Громадное предприятие, во главе которого стоял Вильям Морленд, превзошло все ожидания. В продолжение одного десятилетия Хейзлтон занял место среди очень крупных городов Америки, его положение на главном пункте вновь выстроенной железной дороги и исключительно благоприятные условия климата и почвы привлекли массу поселенцев, но, в сущности, все было делом неутомимой энергии одного человека, сумевшего верно оценить местные условия.

Деятельность общества, которым руководил и почти безгранично распоряжался Морленд, была очень успешна, дивиденды акционеров общества увеличивались с каждым годом. Морленду, разумеется, причиталась львиная доля. В Нью-Йорке его уже считали одним из крупнейших богачей. Однако его великолепная квартира в столице служила ему только на время остановок в этом городе, свое же постоянное местопребывание он перенес в Хейзлтон, где, конечно, играл первую роль.

Только одно его желание все не исполнялось. Брак его единственной дочери оставался бездетным. Прожив с мужем три года, после его смерти Алиса не высказывала желания снова выйти замуж. Она по-прежнему владела равенсбергскими имениями, но не жила в них с того дня, когда опустили в фамильный склеп Бертольда, последнего представителя рода, и вернулась в дом отца, считаясь первой дамой в городе.
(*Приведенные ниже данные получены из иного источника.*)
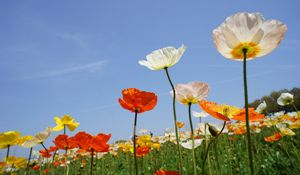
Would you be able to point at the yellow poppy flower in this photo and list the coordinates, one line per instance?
(16, 162)
(9, 138)
(65, 121)
(295, 125)
(23, 139)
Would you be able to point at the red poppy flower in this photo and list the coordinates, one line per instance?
(63, 142)
(142, 151)
(82, 139)
(163, 172)
(36, 167)
(45, 153)
(99, 143)
(52, 149)
(138, 101)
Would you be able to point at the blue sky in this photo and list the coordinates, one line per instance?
(75, 57)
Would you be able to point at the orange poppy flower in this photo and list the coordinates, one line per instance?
(36, 167)
(226, 112)
(142, 151)
(138, 101)
(253, 115)
(212, 109)
(275, 137)
(63, 142)
(180, 124)
(163, 172)
(238, 131)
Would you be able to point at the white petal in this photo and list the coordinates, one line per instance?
(201, 114)
(274, 32)
(164, 57)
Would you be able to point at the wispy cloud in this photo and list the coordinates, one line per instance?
(90, 67)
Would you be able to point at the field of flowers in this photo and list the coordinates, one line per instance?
(247, 142)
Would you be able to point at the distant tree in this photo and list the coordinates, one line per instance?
(271, 101)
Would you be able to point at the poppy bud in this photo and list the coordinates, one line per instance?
(212, 130)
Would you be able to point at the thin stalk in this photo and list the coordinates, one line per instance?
(45, 148)
(193, 141)
(207, 149)
(30, 153)
(175, 120)
(92, 162)
(295, 109)
(65, 129)
(250, 156)
(7, 153)
(134, 142)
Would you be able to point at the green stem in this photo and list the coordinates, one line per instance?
(92, 161)
(250, 156)
(46, 151)
(30, 152)
(209, 144)
(193, 141)
(296, 109)
(175, 119)
(7, 153)
(65, 130)
(134, 142)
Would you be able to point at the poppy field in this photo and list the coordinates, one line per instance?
(247, 141)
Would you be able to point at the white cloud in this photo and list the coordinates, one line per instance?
(90, 67)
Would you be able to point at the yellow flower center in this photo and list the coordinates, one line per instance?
(252, 50)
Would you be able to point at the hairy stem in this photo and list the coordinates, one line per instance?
(250, 156)
(175, 120)
(134, 143)
(207, 149)
(193, 141)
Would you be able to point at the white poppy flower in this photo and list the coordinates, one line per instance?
(188, 144)
(163, 58)
(191, 92)
(261, 107)
(248, 31)
(201, 114)
(285, 99)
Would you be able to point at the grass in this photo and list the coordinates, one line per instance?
(227, 156)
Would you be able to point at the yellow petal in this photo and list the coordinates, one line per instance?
(9, 138)
(73, 126)
(58, 128)
(57, 120)
(67, 119)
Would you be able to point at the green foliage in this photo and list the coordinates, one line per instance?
(227, 156)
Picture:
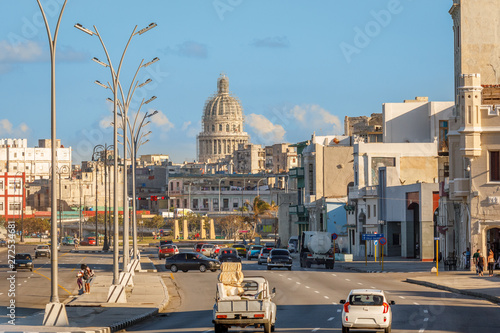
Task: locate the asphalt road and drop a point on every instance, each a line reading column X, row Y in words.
column 33, row 289
column 308, row 301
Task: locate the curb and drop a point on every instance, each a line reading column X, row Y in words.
column 493, row 299
column 135, row 320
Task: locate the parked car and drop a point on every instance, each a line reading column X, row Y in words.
column 242, row 249
column 264, row 253
column 366, row 309
column 191, row 260
column 68, row 240
column 229, row 254
column 168, row 250
column 42, row 251
column 23, row 261
column 197, row 247
column 206, row 249
column 253, row 251
column 279, row 258
column 88, row 241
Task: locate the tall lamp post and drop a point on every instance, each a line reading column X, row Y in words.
column 60, row 170
column 115, row 75
column 137, row 140
column 219, row 190
column 101, row 154
column 54, row 305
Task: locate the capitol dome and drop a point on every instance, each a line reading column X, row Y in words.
column 222, row 124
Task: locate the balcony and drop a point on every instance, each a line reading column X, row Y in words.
column 296, row 173
column 459, row 187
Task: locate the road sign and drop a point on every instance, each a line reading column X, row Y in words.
column 371, row 236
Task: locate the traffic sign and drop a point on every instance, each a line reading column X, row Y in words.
column 371, row 236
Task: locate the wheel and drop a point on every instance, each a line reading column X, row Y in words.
column 267, row 327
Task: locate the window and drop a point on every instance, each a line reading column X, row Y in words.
column 494, row 166
column 311, row 179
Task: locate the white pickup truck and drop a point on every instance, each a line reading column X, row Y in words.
column 249, row 305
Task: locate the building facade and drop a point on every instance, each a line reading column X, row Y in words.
column 222, row 125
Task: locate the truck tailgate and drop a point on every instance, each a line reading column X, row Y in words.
column 239, row 306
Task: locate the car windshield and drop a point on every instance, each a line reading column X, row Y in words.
column 23, row 256
column 361, row 299
column 280, row 253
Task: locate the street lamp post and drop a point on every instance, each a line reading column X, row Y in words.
column 62, row 318
column 219, row 190
column 115, row 75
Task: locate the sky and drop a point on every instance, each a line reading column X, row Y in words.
column 298, row 67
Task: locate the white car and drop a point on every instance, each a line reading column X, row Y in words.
column 366, row 309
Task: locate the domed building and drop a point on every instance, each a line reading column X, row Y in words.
column 222, row 124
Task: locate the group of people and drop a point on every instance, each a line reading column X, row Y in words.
column 83, row 278
column 480, row 261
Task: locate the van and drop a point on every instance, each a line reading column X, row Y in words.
column 293, row 244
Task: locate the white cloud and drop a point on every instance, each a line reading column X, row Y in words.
column 313, row 117
column 266, row 131
column 162, row 121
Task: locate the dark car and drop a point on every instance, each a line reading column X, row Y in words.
column 242, row 249
column 165, row 251
column 229, row 254
column 191, row 260
column 279, row 258
column 23, row 261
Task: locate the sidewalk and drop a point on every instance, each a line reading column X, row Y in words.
column 146, row 298
column 460, row 281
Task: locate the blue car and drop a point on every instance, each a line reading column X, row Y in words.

Между тем и Берклей, бывший прежде только колонией инженеров и рабочих, строивших электростанцию для Хейзлтона, разросся в значительный поселок. Большое дело требовало много служащих и рабочих, которых нужно было снабдить всем необходимым. Берклей давно соединился с Хейзлтоном железной дорогой и перестал быть захолустьем. Всюду появились поселки, соединенные дорогами.

Лучи вечернего солнца еще заливали теплым, золотистым светом небольшую ферму в густом лесу. Вместительный деревянный дом имел очень привлекательный вид. Перед ним тянулась широкая веранда, обвитая вьющимися растениями, площадка перед ней заросла высокой травой. Невдалеке были расположены конюшня и другие хозяйственные постройки, а за ними тянулся большой фруктовый сад. Все здесь было ухожено, дышало порядком, благосостоянием и уютом.

На веранде стоял Гофштетер с газетой в руках, он поседел, но не постарел, и по его виду можно было заключить, что жизнь «у дикарей» пошла ему на пользу.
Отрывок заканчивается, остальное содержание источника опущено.